Global warming is the long-term heating of Earth’s surface observed since the pre-industrial period (between 1850 and 1900) due to human activities, primarily fossil fuel burning, which increases heat-trapping greenhouse gas levels in Earth’s atmosphere. This term is not interchangeable with the term "climate change."

Since the pre-industrial period, human activities are estimated to have increased Earth’s global average temperature by about 1 degree Celsius (1.8 degrees Fahrenheit), a number that is currently increasing by more than 0.2 degrees Celsius (0.36 degrees Fahrenheit) per decade. The current warming trend is unequivocally the result of human activity since the 1950s and is proceeding at an unprecedented rate over millennia.

What is Climate Change?

Climate change is a long-term change in the average weather patterns that have come to define Earth’s local, regional and global climates. These changes have a broad range of observed effects that are synonymous with the term.

Changes observed in Earth’s climate since the mid-20th century are driven by human activities, particularly fossil fuel burning, which increases heat-trapping greenhouse gas levels in Earth’s atmosphere, raising Earth’s average surface temperature. Natural processes, which have been overwhelmed by human activities, can also contribute to climate change, including internal variability (e.g., cyclical ocean patterns like El Niño, La Niña and the Pacific Decadal Oscillation) and external forcings (e.g., volcanic activity, changes in the Sun’s energy output, variations in Earth’s orbit).

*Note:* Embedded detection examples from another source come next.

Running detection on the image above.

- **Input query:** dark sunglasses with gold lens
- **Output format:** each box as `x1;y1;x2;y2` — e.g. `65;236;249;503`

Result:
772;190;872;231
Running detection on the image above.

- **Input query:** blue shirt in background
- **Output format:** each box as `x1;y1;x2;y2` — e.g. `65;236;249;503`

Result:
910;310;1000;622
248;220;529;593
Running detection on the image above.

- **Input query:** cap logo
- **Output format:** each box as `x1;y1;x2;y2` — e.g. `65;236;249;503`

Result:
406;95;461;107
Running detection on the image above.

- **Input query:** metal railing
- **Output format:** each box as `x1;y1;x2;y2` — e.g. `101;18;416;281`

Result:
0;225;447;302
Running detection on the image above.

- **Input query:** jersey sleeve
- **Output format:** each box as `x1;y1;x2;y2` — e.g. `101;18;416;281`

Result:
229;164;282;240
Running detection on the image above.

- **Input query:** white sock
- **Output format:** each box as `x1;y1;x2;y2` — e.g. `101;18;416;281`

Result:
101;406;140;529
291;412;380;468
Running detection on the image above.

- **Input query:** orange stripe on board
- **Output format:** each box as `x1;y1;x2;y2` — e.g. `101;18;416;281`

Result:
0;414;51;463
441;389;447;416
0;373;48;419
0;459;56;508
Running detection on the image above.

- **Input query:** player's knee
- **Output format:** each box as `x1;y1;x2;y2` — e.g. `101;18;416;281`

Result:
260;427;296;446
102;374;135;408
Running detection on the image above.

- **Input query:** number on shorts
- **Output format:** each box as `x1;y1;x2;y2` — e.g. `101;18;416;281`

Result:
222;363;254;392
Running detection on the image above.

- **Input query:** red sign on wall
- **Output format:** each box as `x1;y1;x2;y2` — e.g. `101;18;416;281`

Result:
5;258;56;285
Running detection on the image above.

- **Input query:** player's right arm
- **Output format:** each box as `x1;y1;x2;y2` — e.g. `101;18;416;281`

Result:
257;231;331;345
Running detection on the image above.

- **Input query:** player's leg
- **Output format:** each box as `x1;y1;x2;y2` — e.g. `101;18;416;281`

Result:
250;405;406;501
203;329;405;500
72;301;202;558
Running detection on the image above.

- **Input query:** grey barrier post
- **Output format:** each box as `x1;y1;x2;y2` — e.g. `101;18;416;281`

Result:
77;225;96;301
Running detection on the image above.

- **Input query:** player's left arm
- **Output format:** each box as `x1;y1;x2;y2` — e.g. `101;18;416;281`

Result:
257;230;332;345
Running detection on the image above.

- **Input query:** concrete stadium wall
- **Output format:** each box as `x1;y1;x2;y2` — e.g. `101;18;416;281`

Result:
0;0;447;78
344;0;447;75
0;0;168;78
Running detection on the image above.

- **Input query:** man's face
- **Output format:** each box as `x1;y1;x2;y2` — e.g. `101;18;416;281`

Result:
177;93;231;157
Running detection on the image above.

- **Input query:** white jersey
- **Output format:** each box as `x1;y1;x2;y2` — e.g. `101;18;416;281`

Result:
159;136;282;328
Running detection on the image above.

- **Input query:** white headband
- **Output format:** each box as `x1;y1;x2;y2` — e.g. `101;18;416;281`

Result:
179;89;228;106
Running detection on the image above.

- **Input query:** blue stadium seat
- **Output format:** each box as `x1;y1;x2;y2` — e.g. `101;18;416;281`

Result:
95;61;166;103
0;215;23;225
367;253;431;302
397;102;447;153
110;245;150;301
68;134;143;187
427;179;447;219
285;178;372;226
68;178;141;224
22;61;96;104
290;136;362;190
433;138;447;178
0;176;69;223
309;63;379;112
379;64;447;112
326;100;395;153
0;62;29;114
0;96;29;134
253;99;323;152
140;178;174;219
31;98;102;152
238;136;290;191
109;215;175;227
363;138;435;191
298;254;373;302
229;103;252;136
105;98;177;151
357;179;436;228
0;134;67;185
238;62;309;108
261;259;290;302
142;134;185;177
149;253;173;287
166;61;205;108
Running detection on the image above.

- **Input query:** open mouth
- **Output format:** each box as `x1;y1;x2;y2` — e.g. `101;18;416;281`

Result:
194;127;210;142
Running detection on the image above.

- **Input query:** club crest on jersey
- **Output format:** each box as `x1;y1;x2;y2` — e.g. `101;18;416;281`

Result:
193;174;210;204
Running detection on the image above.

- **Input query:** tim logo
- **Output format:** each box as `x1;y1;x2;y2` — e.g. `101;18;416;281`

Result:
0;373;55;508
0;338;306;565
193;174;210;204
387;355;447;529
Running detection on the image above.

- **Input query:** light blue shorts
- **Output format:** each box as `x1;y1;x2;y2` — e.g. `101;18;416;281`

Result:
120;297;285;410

Scientists use observations from the ground, air, and space, along with computer models, to monitor and study past, present, and future climate change. Climate data records provide evidence of climate change key indicators, such as global land and ocean temperature increases; rising sea levels; ice loss at Earth’s poles and in mountain glaciers; frequency and severity changes in extreme weather such as hurricanes, heatwaves, wildfires, droughts, floods, and precipitation; and cloud and vegetation cover changes.